A recombinant is an individual with a different combination of alleles from either parent. To find the recombination frequency between two genes, an individual heterozygous for both genes is crossed with an individual homozygous recessive for both genes.

Question 38

what is the outcome of the cross of a heterozygous individual with an individual homozygous recessive for both genes for unlinked genes?

Answer 38

The Punnett grid predicts the outcome of a cross between pea plants with round yellow seeds that were heterozygous and plants with wrinkled green seeds that were homozygous recessive.

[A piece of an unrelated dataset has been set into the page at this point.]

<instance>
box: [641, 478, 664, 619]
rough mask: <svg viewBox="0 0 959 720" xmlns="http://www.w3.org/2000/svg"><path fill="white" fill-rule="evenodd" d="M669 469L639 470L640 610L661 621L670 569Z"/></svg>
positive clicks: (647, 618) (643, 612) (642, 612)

When Mendel performed this cross his results were 55 round yellow, 51 round green, 49 wrinkled yellow and 52 wrinkled green. This is close to a 1:1:1:1 ratio. The round green and wrinkled yellow offspring are recombinants because they have a new combination of traits, The expected recombination frequency due to independent assortment of unlinked genes is 50%.

Question 39

what is the outcome of the cross of a heterozygous individual with an individual homozygous recessive for both genes for linked genes?

Answer 39

The following diagram shows a cross between pure-breeding spotted short-haired and unspotted long-haired rabbits. The F1 hybrid offspring were back-crossed to unspotted long-haired rabbits. The observed results in the F2 generation are far from a 1:1:1:1 ratio. There are more offspring with the parental combinations of alleles and traits, and fewer recombinants with new combinations of alleles and traits. This shows that the genes are linked.

Question 40

how do you calculate the recombination frequency?

Answer 40

recombination frequency= number of recombinant offspring/ total offspring *100

Question 41

how do you carry out the chi-squared test?

Answer 41

1. Draw a table of observed frequencies
2. Calculate the expected frequencies, based on a Mendelian ratio and the total number of offspring
3. Determine the number of degrees of freedom (df), which is one less than the total number of possible phenotypes. In a dihybrid cross, there are four phenotypes so df=3
4. Find the critical value for chi-squared from a table of chi-squared values, using a df and significance level (p) of 0.05 (5%). The critical region is any value of chi-squared larger than the value in the table
5. calculate chi-squared using the equation:
   x^2=Σ (observed value-expected value)^2/(expected value)
6. compare the calculated value of chi-squared with the critical region. If the calculated value is greater than the critical value then the probability is less than 5% that the differences in the frequency are due to chance → reject null hypothesis .

Question 42

How does sickle cell anaemia work

Answer 42

Autosomal recessive
- - Mutation in the gene that codes for the alpha-globin polypeptide in haemoglobin
- The symbol for the gene is Hb
- Most humans have Hb^A
- In sickle cell anaemic individuals- the sixth codon in the alpha-globin gene changes from GAG to GTG
- This change forms the Hb^S form of the polypeptide
- This mutation is only inherited if it occurs within a sex cell
- During protein synthesis (transcription phase)- due to the mutation the 6th amino acid will be valine instead of glutamic acid
- This change causes the haemoglobin molecules to become sticky in low oxygen concentrations
- This causes the haemoglobin to become rigid and causes the haemoglobin molecule to form bundles within a red blood cell
- This causes the red blood cells to form sickle shapes
- Sickle cells can become trapped in capillaries→ reducing blood flow to tissues
- The bundles of haemoglobin in red blood cells break up in high oxygen concentrations and the cells can return to their normal shape
- When this occurs it damages the plasma membranes of the red blood cells and shortens the lifespan of the red blood cells (4 days), when they are normally 60-90 days
- The body cannot replace the red blood cells fast enough so anaemia develops.